Furthermore, the Article 29 Working Party is in the process of reviewing and updating the BCR working documents it adopted a few years ago in line with the GDPR requirements, meaning that very soon GDPR and BCR will impose identical obligations and it will make it easier for companies with BCR in place to demonstrate compliance with the GDPR.

3) Greater trust by EU regulators

The concept, the working documents and the procedure on which BCR are based were all developed by the EU DPAs. The fact that BCR must be approved by the regulators means that from the start a company's privacy compliance program has been reviewed and is approved by the regulators. While this does not shield a company against DPA investigations and possible sanctions for failing to comply with the GDPR, so far no company with BCR approved has been publicly named and shamed in this respect. Given the fact that BCR are deeply rooted into the company's global privacy governance and compliance program, the risks of violating the privacy rights of individuals is much lower.

4) BCR apply both to controllers and processors

One of the biggest advantages of BCR is that they can be used by companies to frame all their data transfers both as controllers and processors in a single document. Forget all the hassle and burden of having to enter into separate data transfer agreements with different parties who receive the data. Once a company gets its BCR approved, all it needs to do is to post them on its website and attach them as an addendum in its service agreements with customers. The fact that a company can rely on a single global policy to frame all its global data transfers provides more clarity, consistency and ultimately more legal certainty too.

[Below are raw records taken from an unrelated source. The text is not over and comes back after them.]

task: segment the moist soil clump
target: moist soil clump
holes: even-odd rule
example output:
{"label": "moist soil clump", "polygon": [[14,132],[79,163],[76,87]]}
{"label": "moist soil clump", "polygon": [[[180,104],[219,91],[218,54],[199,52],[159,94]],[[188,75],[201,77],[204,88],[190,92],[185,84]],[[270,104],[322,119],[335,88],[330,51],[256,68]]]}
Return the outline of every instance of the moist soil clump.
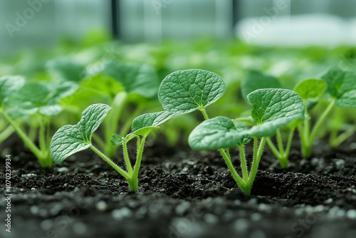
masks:
{"label": "moist soil clump", "polygon": [[[293,142],[287,170],[266,148],[248,197],[218,152],[148,141],[136,194],[92,151],[46,170],[13,135],[1,148],[11,156],[11,232],[3,219],[0,237],[354,238],[355,141],[337,149],[320,141],[310,159]],[[233,162],[239,169],[237,156]],[[0,166],[4,197],[4,160]]]}

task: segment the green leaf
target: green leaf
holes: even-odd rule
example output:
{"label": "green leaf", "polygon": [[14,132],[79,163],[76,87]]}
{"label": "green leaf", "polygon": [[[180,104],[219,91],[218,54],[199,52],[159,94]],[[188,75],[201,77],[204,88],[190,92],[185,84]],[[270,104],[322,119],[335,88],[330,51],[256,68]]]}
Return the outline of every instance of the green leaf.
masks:
{"label": "green leaf", "polygon": [[324,93],[327,87],[325,82],[319,79],[305,79],[300,81],[294,90],[304,100],[316,99]]}
{"label": "green leaf", "polygon": [[114,134],[112,134],[112,136],[111,137],[110,143],[112,145],[119,146],[119,145],[122,145],[122,143],[124,142],[124,140],[125,140],[125,138],[122,138],[119,135],[114,133]]}
{"label": "green leaf", "polygon": [[70,155],[91,145],[93,133],[98,129],[111,108],[106,104],[93,104],[82,113],[76,125],[66,125],[53,135],[50,145],[51,156],[58,164]]}
{"label": "green leaf", "polygon": [[236,147],[246,141],[248,135],[245,128],[236,128],[232,120],[226,117],[216,117],[198,125],[190,133],[188,143],[197,150]]}
{"label": "green leaf", "polygon": [[245,78],[241,82],[242,96],[245,100],[247,95],[252,91],[259,88],[280,88],[281,83],[278,78],[271,76],[263,74],[257,71],[247,72]]}
{"label": "green leaf", "polygon": [[146,135],[158,128],[158,125],[169,120],[176,115],[166,112],[145,113],[135,118],[132,124],[132,133]]}
{"label": "green leaf", "polygon": [[9,98],[6,107],[13,115],[21,116],[39,113],[43,115],[56,115],[62,110],[59,100],[73,94],[78,86],[71,82],[51,85],[43,82],[26,83],[17,93]]}
{"label": "green leaf", "polygon": [[327,92],[335,99],[336,105],[356,108],[356,71],[332,68],[322,79],[328,83]]}
{"label": "green leaf", "polygon": [[163,79],[158,99],[169,113],[188,113],[214,103],[225,89],[225,83],[216,73],[202,69],[178,71]]}
{"label": "green leaf", "polygon": [[137,93],[145,98],[156,95],[159,81],[156,71],[150,66],[120,63],[100,62],[88,67],[87,76],[104,74],[119,82],[128,93]]}
{"label": "green leaf", "polygon": [[304,119],[303,99],[291,90],[258,89],[248,94],[247,98],[253,106],[251,115],[257,123],[249,130],[253,137],[271,136],[277,129]]}
{"label": "green leaf", "polygon": [[21,88],[25,84],[25,78],[20,76],[0,77],[0,106],[4,100]]}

5) BCR deal with law enforcement data access requests

The crux of the concern with the Privacy Shield and the SCC is that they do not deal specifically with disclosures of EU data to law enforcement authorities abroad. To a certain extent, BCR do. Indeed, companies applying for BCR as processors are required to liaise with the competent EU DPAs in connection with a request for disclosure of personal data they receive from a law enforcement authority (where legally permitted), which provides some degree of oversight by ensuring that a competent DPA is notified whenever a foreign government requests access to EU data.

In conclusion, EU DPAs are generally more favourable to companies who make the effort of implementing BCR because it shows a stronger willingness to comply with EU data protection law. The future of international data transfers remains uncertain and the journey ahead for companies is fraught with pitfalls. Nonetheless, companies who anticipate the CJEU's ruling on the SCC and start putting in place BCR now will be in a better place in about two years' time.